The Doctor and The Machine

by orphan_account



Series: Doctor Laghari [1]
Category: Dirk Gently's Holistic Detective Agency (TV 2016)
Genre: Cheese, M/M, blackwing speculation, soon to be part of a series, this is really really short oops
Language: English
Status: Completed
Published: 2017-02-13
Updated: 2017-02-13
Packaged: 2018-09-24 02:06:29
Rating: Not Rated
Warnings: No Archive Warnings Apply
Chapters: 1
Words: 1,450
Publisher: archiveofourown.org
Story URL: https://archiveofourown.org/works/9695012
Author URL: https://archiveofourown.org/users/orphan_account/pseuds/orphan_account
Summary: A story about a time when Dirk had to learn that someone was not to be trusted the hard way





	

**Author's Note:**

> This whole fic just stems from me wondering how Dirk kept his English accent in Blackwing.  
> Leave any comments you have :)

             The room was cold. It was dank, and it was unforgiving. Every surface appeared to be made of icy unfeeling metal except for the bed, which seemed to consist of thirty pounds of hair pulled out of people’s shower drains.
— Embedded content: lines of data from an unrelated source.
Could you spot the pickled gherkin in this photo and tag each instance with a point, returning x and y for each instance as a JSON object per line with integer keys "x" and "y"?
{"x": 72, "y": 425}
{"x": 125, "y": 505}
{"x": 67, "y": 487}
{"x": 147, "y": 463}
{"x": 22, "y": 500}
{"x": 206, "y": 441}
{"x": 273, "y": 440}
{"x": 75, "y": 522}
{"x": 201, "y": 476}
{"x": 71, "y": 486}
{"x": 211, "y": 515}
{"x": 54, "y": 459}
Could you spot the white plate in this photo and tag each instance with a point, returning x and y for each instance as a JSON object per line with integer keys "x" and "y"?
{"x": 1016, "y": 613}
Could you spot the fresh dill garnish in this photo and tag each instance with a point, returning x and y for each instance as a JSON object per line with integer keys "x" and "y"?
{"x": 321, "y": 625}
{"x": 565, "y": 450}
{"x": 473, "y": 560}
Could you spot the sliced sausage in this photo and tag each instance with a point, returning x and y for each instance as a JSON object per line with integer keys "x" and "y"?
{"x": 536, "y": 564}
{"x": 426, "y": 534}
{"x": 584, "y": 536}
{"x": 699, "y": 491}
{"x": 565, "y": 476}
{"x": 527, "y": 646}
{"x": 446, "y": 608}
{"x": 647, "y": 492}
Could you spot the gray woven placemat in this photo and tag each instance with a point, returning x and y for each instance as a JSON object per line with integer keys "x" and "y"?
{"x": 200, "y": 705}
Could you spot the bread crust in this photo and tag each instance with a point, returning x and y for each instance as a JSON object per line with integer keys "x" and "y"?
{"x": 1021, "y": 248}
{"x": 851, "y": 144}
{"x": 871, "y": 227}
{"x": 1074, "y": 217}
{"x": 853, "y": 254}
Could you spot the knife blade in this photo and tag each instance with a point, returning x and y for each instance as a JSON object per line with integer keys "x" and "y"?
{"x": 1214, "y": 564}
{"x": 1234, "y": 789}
There used to be a wardrobe, too, but on his first day there Svlad had hidden inside and refused to come out, prompting the scientists to take it away.

                The scientists, too, were icy and unfeeling. Svlad refused to make eye contact with any of them, so in his mind their faces were shrouded in shadow. When they spoke their voices were robotic and nowhere near the tone that Svlad was used to being spoken to with. There was nothing warm or sympathetic in their manner, they didn’t act the way most people would around a child as young as Svlad. Nothing in this place was warm or sympathetic.

                Svlad spent what felt like years in that tiny, unforgiving room before finding a reason to have hope.

                The voice was so different from all the other voices. It was the first time in what he thought was forever that Svlad had heard an accent similar to his own. All the other scientist spoke with American accents or accents that Svlad was unfamiliar with.

                The owner of the voice was the first person who Svlad had been brave enough to look directly at.

                Her name was Doctor Laghari, and she was so much nicer than the other doctors. When she interviewed Svlad she was warmer than anything else in that godforsaken place. Everything about her seemed to be warm; her dark skin, her honey-colored hair. She was the only one who could get close enough to Svlad for him to trust her.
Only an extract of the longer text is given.